As he noted, clawbacks – where incentive compensation is recovered from executives who have been ‘overpaid’ based on financial results that are subsequently restated – have been the law since the Sarbanes-Oxley Act of 2002. Under Sarbanes-Oxley, however, the law applied only to CEOs and CFOs and only to misconduct in the previous 12 months.
The Dodd-Frank Wall Street Reform and Consumer Protection Act in 2008 extended coverage, requiring that, if a company has to revise its financial statements, executives should have to “give back compensation paid in the three years leading up to the restatement that was based on the misstated financials — regardless of whether the misstatement was due to fraud, errors, or any other factor,” said Gensler.

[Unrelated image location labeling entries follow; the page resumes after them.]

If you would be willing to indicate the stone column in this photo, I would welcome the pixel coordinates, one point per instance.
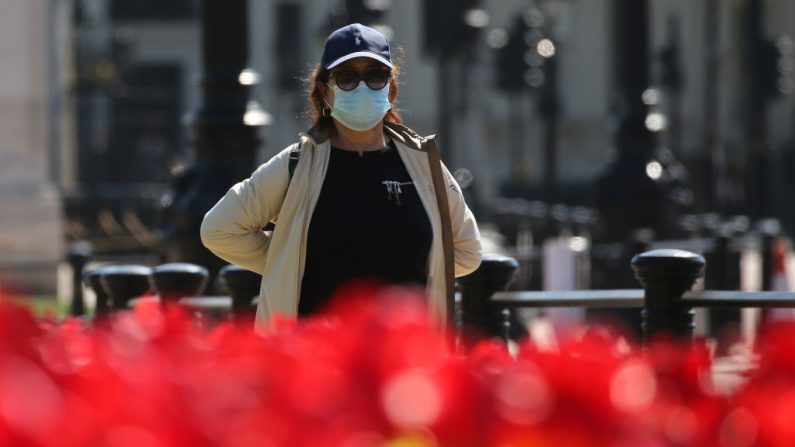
(31, 222)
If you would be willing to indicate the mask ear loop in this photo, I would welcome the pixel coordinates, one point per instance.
(326, 111)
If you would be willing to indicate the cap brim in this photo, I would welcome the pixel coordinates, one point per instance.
(369, 54)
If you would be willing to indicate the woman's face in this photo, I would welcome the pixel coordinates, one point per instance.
(359, 65)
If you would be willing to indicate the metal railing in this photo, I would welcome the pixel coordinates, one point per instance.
(667, 304)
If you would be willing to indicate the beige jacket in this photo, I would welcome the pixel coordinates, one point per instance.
(232, 228)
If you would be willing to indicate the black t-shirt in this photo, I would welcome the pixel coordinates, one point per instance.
(368, 224)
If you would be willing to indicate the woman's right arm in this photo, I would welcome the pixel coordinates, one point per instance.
(232, 229)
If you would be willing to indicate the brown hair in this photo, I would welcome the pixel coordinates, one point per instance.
(320, 76)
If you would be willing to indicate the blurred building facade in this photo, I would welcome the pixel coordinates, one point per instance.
(122, 75)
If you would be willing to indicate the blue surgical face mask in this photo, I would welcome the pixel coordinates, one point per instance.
(361, 108)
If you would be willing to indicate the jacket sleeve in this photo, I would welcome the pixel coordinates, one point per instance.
(232, 229)
(467, 247)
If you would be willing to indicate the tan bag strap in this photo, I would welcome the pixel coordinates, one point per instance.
(447, 227)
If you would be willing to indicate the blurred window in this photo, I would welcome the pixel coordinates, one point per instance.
(154, 9)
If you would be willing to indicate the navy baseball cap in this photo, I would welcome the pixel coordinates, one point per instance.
(355, 40)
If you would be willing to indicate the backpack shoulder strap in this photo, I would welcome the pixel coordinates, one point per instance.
(295, 155)
(440, 188)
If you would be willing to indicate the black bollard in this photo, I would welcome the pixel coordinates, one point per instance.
(93, 279)
(125, 282)
(177, 280)
(666, 274)
(496, 272)
(77, 257)
(243, 285)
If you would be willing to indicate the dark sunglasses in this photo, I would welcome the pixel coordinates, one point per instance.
(348, 79)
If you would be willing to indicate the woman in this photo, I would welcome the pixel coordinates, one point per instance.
(360, 203)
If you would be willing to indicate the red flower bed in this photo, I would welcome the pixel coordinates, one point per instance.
(369, 372)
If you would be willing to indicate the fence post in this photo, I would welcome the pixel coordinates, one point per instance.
(177, 280)
(243, 285)
(125, 282)
(77, 257)
(496, 272)
(666, 274)
(92, 279)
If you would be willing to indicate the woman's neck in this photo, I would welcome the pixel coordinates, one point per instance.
(359, 141)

The original rules were proposed in July 2015 but were never taken up. The new comment period allows interested parties further opportunity to offer their opinions here for thirty days from reopening on October 14 this year.
As a reminder, the proposed rules required the exchanges to establish listing standards that would require companies to implement a clawback policy that provided for the recovery of incentive pay based on financial targets received by current or former executive officers in the three years prior to a restatement. As Chair Gensler noted above, unlike the Sarbanes-Oxley clawbacks, the Dodd-Frank rule is ‘no-fault,’ in other words the clawback is required whether the executive was responsible for the misstated financial statements or even whether any misconduct occurred. The rules also require full disclosure of the policy; companies are not allowed to indemnify executive officers against clawbacks.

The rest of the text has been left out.